Les difficultés économiques actuelles (sommes-nous en récession ou en pré-récession?) font que de nombreuses personnes sont confrontées à la nécessité d'un changement professionnel. Ce n'est jamais agréable de devoir changer de travail. Changer est toujours un processus difficile, au bureau comme à la maison.

Dans la vie privée, le célibataire redoute le mariage, le mari redoute le divorce, le veuf redoute la solitude (je vous laisse mettre ces phrases au féminin). Le malade craint l'opération, les effets secondaires des traitements et des médicaments.
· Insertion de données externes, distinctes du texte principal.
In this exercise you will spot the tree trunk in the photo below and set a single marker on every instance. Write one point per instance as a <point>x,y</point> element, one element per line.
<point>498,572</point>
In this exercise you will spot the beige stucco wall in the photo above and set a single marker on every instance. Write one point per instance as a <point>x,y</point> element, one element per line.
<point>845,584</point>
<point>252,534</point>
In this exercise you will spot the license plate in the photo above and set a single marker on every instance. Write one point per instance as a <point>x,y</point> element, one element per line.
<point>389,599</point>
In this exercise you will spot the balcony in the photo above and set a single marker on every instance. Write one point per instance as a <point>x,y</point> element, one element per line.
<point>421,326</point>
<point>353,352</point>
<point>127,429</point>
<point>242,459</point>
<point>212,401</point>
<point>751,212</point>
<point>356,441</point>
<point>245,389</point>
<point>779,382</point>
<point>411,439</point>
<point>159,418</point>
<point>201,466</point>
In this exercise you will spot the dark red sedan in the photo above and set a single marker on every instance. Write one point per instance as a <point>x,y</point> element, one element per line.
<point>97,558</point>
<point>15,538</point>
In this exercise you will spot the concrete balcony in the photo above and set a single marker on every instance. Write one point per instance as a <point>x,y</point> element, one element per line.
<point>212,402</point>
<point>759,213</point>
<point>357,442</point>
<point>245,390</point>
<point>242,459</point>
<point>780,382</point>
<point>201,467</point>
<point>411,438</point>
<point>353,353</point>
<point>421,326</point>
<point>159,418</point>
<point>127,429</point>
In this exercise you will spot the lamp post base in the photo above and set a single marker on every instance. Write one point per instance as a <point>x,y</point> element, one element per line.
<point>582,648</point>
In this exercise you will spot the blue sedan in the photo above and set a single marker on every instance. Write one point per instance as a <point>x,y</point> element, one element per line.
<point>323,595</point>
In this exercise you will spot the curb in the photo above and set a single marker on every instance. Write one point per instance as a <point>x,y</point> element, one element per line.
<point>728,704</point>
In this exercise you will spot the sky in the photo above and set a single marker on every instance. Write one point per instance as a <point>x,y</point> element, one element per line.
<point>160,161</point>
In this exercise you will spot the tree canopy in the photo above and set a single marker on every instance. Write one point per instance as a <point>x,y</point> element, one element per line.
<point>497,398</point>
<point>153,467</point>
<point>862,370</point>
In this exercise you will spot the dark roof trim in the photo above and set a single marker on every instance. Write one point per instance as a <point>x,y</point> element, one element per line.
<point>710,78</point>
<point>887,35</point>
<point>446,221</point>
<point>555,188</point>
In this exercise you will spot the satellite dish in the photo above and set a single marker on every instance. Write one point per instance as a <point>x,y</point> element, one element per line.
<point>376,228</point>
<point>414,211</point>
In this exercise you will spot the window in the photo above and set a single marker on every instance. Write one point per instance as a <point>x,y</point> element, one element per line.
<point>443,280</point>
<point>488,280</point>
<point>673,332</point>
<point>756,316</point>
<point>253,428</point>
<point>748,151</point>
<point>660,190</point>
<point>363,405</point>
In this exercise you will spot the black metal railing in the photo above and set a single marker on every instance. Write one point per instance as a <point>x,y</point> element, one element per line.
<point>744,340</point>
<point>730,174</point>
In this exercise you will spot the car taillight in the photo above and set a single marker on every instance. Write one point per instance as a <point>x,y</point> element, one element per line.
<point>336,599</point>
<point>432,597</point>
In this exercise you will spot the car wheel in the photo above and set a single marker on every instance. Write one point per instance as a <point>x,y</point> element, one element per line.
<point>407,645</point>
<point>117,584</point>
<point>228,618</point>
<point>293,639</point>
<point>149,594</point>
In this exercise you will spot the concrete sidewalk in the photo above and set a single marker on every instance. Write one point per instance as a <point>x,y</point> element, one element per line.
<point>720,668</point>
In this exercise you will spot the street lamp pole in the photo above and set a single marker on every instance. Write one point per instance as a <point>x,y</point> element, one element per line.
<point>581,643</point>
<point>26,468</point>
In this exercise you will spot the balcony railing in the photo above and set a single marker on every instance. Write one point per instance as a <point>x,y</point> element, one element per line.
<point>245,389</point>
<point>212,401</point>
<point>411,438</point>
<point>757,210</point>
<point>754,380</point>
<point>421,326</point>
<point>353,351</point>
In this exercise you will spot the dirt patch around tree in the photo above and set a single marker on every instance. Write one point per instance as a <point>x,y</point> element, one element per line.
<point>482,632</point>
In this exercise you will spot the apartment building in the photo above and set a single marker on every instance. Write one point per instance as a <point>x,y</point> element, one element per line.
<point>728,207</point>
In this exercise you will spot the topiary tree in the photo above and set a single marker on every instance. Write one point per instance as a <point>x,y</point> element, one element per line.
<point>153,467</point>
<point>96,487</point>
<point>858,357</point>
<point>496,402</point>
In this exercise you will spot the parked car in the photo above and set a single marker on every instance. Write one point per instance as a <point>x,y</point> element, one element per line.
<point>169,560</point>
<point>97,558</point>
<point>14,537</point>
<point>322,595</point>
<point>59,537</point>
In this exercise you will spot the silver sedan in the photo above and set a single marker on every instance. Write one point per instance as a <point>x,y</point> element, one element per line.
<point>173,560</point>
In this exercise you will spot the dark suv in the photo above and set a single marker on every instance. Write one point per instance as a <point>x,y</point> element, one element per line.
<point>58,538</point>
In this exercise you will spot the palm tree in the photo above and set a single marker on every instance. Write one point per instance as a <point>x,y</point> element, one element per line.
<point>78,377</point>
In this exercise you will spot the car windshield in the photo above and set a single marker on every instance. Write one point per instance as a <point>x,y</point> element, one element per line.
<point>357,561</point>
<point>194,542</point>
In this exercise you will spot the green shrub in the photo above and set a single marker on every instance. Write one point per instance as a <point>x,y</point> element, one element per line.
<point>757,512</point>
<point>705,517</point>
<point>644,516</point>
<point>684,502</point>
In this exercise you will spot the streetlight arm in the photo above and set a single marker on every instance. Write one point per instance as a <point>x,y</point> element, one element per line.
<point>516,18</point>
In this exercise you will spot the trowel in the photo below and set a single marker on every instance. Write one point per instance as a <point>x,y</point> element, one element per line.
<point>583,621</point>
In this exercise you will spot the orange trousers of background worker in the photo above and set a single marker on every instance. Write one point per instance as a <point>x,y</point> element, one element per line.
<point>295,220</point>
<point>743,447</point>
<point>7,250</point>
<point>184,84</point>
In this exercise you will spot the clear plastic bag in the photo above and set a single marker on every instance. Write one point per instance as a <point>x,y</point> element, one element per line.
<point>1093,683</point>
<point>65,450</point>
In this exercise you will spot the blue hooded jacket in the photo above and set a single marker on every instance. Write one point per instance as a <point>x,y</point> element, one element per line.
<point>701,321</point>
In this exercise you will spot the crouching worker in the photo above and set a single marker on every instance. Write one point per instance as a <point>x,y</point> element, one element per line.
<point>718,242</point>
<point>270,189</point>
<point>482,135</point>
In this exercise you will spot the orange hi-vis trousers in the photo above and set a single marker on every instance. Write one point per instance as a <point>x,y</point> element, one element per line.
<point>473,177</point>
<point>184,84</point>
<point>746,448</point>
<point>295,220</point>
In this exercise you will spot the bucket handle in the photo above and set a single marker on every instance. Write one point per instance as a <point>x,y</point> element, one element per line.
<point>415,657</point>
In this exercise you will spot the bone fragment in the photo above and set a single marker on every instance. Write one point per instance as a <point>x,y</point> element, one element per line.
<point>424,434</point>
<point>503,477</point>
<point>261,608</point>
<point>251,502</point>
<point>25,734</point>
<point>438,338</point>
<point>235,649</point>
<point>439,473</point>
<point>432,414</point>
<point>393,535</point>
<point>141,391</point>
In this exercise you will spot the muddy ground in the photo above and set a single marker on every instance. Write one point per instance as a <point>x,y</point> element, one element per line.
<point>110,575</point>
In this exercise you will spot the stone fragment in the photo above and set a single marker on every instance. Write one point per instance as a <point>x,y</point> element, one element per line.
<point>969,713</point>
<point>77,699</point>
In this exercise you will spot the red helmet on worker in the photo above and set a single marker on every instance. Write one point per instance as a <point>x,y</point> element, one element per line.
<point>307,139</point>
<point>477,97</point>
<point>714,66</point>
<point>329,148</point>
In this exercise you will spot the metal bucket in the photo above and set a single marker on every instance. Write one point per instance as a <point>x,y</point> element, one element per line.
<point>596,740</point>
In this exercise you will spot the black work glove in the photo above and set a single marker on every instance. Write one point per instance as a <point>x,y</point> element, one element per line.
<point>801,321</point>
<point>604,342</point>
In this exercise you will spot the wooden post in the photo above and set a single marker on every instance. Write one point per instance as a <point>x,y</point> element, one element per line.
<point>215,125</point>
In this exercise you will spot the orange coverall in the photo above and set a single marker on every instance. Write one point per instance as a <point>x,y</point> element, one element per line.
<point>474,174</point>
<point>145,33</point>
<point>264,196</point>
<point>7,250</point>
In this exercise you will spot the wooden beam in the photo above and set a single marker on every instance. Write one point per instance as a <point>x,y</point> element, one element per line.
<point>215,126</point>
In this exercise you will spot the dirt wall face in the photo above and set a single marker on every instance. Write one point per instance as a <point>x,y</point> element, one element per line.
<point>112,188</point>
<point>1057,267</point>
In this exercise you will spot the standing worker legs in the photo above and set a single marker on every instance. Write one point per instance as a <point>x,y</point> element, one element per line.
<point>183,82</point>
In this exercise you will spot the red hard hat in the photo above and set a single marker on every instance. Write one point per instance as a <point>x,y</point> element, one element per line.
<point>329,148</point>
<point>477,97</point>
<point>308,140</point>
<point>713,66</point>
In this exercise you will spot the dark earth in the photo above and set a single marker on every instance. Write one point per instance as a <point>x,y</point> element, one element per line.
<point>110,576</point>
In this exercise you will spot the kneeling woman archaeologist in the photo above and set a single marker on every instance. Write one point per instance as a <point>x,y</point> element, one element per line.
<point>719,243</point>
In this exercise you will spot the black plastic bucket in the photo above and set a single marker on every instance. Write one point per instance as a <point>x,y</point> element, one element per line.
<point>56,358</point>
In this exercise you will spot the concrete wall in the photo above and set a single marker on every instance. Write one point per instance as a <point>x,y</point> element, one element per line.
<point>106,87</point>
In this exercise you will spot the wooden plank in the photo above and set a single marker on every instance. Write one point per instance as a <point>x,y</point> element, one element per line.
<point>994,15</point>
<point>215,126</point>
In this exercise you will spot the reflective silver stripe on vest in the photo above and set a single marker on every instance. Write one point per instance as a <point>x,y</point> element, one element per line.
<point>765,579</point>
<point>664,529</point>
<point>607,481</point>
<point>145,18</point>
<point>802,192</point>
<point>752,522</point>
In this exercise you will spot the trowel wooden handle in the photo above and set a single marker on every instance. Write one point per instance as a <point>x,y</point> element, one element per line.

Les difficultés du changement ont un petit côté universel. C'est comme au Grand Prix de Steeple-Chase de l'hippodrome d'Auteuil, les haies sont hautes, larges, impressionnantes. Vous pilotez votre pur-sang avec courage, mais...

Il faut franchir la haie du manque de confiance en soi: "Je ne serais pas capable de faire ceci".

La haie de la mésestime, de la déconsidération: "Je ne mérite pas d'être heureux", "je ne vaux rien".


La rivière de la honte, de la culpabilité: "Je n'aurais pas dû faire cela, investir dans cela".


Avant d'arriver à l'entrée de la ligne droite de l'inquiétude face aux conséquences pour soi et son entourage: "Je ne pourrai pas le(la) rendre heureux(se)", "Je ne pourrai jamais lui offrir un voyage aux Maldives, lui payer des études", "Je dois y arriver le plus vite possible".


Pourtant, le changement permet l'amélioration, de quitter l'ennui d'un travail devenu routinier, de vivre une relation épanouissante, de retrouver la santé. Mais avant de pouvoir envisager les effets positifs du changement, il y a un préalable: se retrouver, retrouver son centre, comme disent les pratiquants d'arts martiaux! Lors de chaque séance de coaching, il est d'abord indispensable de créer un état de relaxation, de décontraction. Ce relâchement est essentiel car il permet de s'ouvrir à de nouvelles possibilités, de nouvelles expériences, relations.

Vous pouvez y parvenir seul(e), mais il est plus facile de vous faire aider.